また性犯罪被害にあった少女のためならオッサン刑事は使い捨てられても良い、みたいな表現もあって、これも現実に言われてるのか作者の演出なのかはわかりませんが、言うまでも無くそのオッサンにも家族はいるわけで当たり前の話ですが彼に何かあれば家族が困るわけなんですよね。場合によれば未成年の娘がいるかもしれない。「警察官」なのだから社会平和のために身を粉にして働けというのならまだわかります。副所長もそれでそれで自分のプライベートを犠牲にしたシーンがありました。また女性であるにもかかわらず川合は危険な犯罪者を追いかけ続けたりと、あれらは警察という仕事がいかに大変であるかということを表したかったんだと思いますが、そういうのとはわけが違うと思います。何というか根本的に俯瞰的な視野に欠けてるなというのはすごく感じました。
で、これは単純に警察という職業だったり年齢層に基づく価値判断なのかと思ったら、被害にあってる少女をすぐに身を挺して助けなかった少年に対する特に女性陣の反応の厳しい事厳しい事……いや普通は無理だと思いますよ、あんなの。むしろよく戻ってまで助けたと感心します。作品でも明言自体はしてませんでしたが、ガチで警察ってあんな少年にも果敢に助けに入るよう指導するなり空気読ますなりするんですか?あれはたまたま安田が逃げてくれたから良かったものの、普通あんなヤベー奴なにをしでかすかわかりませんよ。というか既にしでかしてるわけなんですから。二次被害まったなしだったと思います。

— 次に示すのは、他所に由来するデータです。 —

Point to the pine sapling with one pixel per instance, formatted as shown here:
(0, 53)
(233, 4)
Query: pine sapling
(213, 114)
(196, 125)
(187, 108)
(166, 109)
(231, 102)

先にこの作品には女尊男卑だったり男性蔑視のきらいがあり、一方話が進むにつれそれは薄まっていったと書きましたが、やっぱり根底には年齢職業にかかわらない「男の役割」みたいな価値観が前提として有ると強く感じました。河合が「女性」であるにもかかわらず危険な犯罪者を追いかけたシーンを入れたのもそれの裏返しなのでしょう。ただこれが現代警察にも脈々と流れる伝統なのか、作者としての「素直」な感情の吐露なのかまではわかりませんが。いずれにしろ極めて保守的な作品であることに違いは無いと思います。

また犯罪者たちが揃いも揃ってステレオタイプな人達で、まあよくあることだからこそステレオタイプなんでしょうが、逆に本当にこんな人いるの?というケースもちょくちょくありました。まあいるから描いてるんでしょうが。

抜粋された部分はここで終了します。